It should be noted that vBF can be implemented using a set of single bloom
filters with sequential lookup of each BF. However, being able to concurrently
search all set-summaries is a big throughput advantage. In the library, certain
parallelism is realized by the implementation of checking all bloom filters
together.


Hash-Table based Set-Summaries
------------------------------

Hash-table based set-summary (HTSS) is another scheme in the membership library.
Cuckoo filter [Member-cfilter] is an example of HTSS.
HTSS supports multi-set membership testing like
vBF does. However, while vBF is better for a small number of targets, HTSS is more suitable
and can easily outperform vBF when the number of sets is
large, since HTSS uses a single hash table for membership testing while vBF
requires testing a series of Bloom Filters each corresponding to one set.
As a result, generally speaking vBF is more adequate for the case of a small limited number of sets
while HTSS should be used with a larger number of sets.

.. _figure_membership6:
.. figure:: img/member_i6.*

  Using HTSS for Attack Signature Matching

As shown in the above figure, attack signature matching where each set
represents a certain signature length (for correctness of this example, an
attack signature should not be a subset of another one) in the payload is a good
example for using HTSS with 0% false negative (i.e., when an element returns not
found, it has a 100% certainty that it is not a member of any set).  The packet
inspection application benefits from knowing right away that the current payload
does not match any attack signatures in the database to establish its
legitimacy, otherwise a deep inspection of the packet is needed.

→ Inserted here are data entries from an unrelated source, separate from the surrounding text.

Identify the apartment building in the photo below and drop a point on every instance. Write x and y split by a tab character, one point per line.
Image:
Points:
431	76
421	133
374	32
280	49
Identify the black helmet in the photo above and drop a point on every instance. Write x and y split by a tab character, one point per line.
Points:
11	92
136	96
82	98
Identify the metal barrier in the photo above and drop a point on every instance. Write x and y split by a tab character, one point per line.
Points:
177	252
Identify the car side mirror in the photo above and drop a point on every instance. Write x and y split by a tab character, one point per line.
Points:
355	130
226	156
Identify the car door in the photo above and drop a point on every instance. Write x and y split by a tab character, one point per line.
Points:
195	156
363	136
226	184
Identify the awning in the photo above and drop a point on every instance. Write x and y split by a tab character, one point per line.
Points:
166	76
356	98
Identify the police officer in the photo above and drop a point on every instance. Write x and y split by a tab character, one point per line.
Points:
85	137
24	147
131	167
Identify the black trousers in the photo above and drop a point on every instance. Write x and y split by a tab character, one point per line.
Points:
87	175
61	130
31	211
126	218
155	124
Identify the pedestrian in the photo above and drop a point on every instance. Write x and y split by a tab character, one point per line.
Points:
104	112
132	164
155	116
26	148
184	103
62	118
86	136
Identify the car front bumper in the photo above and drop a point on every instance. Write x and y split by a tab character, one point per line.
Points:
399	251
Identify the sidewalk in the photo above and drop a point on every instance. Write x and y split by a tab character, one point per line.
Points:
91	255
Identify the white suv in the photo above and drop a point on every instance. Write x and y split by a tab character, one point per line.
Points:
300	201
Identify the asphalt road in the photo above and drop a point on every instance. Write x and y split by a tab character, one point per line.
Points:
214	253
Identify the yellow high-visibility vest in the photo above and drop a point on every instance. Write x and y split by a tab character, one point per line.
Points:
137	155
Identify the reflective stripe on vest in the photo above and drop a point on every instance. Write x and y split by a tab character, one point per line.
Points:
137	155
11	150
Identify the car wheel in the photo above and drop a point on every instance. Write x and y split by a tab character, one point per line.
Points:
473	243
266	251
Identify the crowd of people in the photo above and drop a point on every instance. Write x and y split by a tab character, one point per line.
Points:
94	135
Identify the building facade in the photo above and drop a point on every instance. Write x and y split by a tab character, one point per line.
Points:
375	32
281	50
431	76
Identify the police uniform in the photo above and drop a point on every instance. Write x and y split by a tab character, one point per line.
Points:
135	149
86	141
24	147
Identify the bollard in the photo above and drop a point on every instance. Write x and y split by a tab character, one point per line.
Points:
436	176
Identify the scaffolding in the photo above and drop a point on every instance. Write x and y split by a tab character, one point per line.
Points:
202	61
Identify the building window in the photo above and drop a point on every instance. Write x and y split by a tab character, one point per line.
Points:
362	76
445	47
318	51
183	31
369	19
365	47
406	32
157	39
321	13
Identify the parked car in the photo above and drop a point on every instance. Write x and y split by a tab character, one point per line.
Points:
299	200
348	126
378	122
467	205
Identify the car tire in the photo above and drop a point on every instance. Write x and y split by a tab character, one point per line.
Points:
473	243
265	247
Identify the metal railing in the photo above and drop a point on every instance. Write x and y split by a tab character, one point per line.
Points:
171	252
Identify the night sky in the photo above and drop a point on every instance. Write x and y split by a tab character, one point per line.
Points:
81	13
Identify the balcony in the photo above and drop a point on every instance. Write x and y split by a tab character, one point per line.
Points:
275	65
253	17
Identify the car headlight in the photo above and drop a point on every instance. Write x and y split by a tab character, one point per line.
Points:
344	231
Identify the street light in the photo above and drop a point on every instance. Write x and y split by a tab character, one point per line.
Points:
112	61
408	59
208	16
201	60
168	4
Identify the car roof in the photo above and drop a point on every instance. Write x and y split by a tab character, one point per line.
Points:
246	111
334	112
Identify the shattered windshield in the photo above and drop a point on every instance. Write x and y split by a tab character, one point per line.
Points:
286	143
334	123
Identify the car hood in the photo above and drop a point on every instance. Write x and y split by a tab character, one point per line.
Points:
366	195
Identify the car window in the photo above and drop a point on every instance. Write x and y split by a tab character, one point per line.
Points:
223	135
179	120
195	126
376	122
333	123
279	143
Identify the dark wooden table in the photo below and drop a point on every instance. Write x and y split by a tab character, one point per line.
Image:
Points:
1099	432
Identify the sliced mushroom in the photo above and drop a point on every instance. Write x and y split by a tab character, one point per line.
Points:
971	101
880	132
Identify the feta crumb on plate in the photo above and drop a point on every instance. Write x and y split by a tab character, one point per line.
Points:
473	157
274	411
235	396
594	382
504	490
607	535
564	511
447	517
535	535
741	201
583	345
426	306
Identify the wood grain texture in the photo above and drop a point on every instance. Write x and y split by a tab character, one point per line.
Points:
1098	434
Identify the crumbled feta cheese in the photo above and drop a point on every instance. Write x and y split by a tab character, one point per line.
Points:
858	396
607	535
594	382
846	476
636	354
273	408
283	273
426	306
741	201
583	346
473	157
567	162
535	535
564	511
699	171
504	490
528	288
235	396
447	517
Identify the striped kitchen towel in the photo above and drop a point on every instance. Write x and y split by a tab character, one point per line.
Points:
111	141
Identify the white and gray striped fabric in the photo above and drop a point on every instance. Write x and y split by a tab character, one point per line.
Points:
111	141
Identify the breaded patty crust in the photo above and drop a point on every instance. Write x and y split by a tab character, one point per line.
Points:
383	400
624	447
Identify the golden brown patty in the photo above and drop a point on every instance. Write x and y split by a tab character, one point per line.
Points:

HTSS employs a similar but simpler data structure to a traditional hash table,
and the major difference is that HTSS stores only the signatures but not the
full keys/elements which can significantly reduce the footprint of the table.
Along with the signature, HTSS also stores a value to indicate the target set.
When looking up an element, the element is hashed and the HTSS is addressed
to retrieve the signature stored. If the signature matches then the value is
retrieved corresponding to the index of the target set which the element belongs
to. Because signatures can collide, HTSS can still has false positive
probability. Furthermore, if elements are allowed to be
overwritten or evicted when the hash table becomes full, it will also have a
false negative probability. We discuss this case in the next section.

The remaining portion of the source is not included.